Ah, Mr. Rudlin. You have uncovered medium format's dirty little secret. I congratulate you. But now, you must die, to protect the secret! Guards, take him to the shark tank!
Maybe I should get out of my Bond villain mode to discuss this further...just give me a second to set this ridiculous cat down
What you've hit upon is that in a scenario where a wide depth of field is required, whatever IQ gain you make from the larger sensor and more resolute longer focal length lenses in MF, is instantly eroded by the greater diffraction arising from the requirement of using a smaller aperture (larger f-stop value) to achieve that equal DOF.
Yes and no.
You are correct in thinking that diffraction is an absolute: all systems operating at a given f-stop, like f/11, have the same linear resolution, and for a given pixel size, all systems operating at the same f-stop are equally affected by diffraction. But there are other factors which come into play too.
This is an old debate, going back to the film days. Once you factor in DOF and diffraction, why use 4x5 inch sheet film or 6x7 cm rollfilm over 35mm? Then, as now, the winning argument was that even if a 50mm lens at f/11 projects a smaller but identically resolved image to a 100mm lens at f/22, spreading the same FOV over much more film real estate always gave you finer grain, better tonality, and actually greater sharpness and detail, because your optical system is rolling off at spatial frequencies where the film itself has much higher MTF.
Then, as now, using a system where the lens or film back could be tilted to avail of the Scheimpflug principle also neutered the problem - it decouples the taking aperture from determining the depth of field in the plane of interest.
And if you can't use tilts, then with Bayer pixel arrays, it is better to drop a diffraction-fattened f/16 PSF onto the pixels than to drop a narrower f/11 PSF onto the same size pixels in a smaller format sensor.

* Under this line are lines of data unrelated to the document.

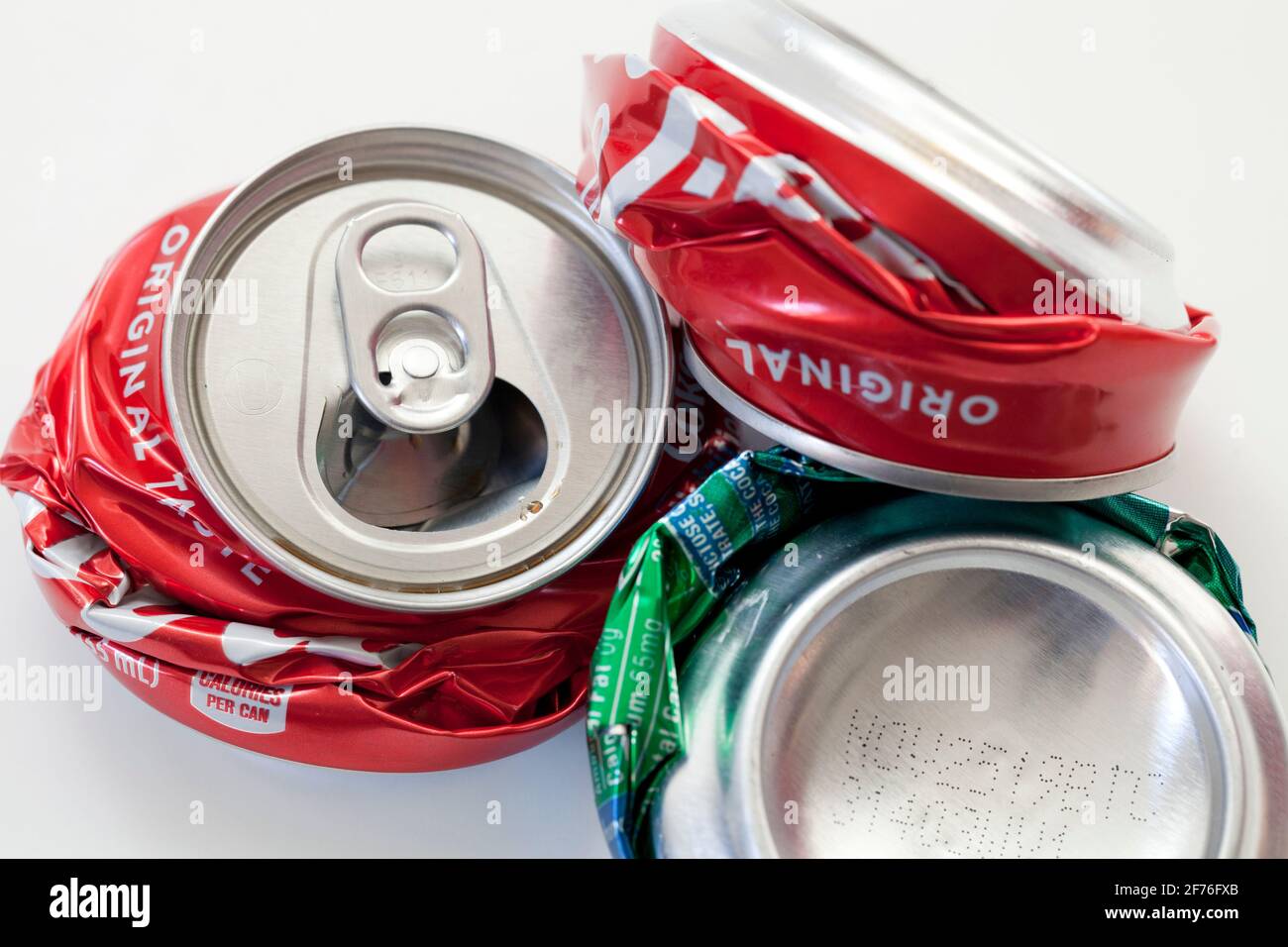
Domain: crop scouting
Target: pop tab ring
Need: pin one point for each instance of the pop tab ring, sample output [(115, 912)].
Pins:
[(402, 428), (991, 328), (406, 376)]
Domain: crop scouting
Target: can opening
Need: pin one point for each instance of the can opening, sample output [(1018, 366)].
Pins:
[(481, 471)]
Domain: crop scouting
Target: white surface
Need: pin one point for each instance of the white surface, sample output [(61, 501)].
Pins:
[(143, 110)]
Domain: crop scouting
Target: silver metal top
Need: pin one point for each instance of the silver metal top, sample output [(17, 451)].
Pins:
[(956, 678), (845, 86), (1016, 488), (496, 347)]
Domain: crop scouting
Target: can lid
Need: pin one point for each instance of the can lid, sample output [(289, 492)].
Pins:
[(850, 90), (402, 420), (951, 677)]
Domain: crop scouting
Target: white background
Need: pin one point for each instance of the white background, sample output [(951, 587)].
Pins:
[(146, 107)]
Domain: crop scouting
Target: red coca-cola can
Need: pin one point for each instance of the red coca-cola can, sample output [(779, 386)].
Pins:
[(342, 466), (872, 275)]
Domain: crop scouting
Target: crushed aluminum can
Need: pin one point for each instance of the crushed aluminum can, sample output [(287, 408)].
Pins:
[(351, 510), (870, 274), (930, 676)]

If neither camera has an anti-aliasing filter, there will be more colour moire with the f/11 PSF. Or if the smaller format sensor has an AA filter to avoid moire (they nearly all do), then it is basically smearing the PSF out to a similar extent as the medium format system with more diffraction. Thus the image quality per pixel is about the same, but the MF system still has more pixels.
And finally, there will be many times when you will either be shooting something at "infinity" and have no DOF concerns about the foreground, or when you want to exploit the thin DOF of a fast lens wide open - and then you will get the full benefits of MF lenses and sensors, with no concerns over stopping down and diffraction.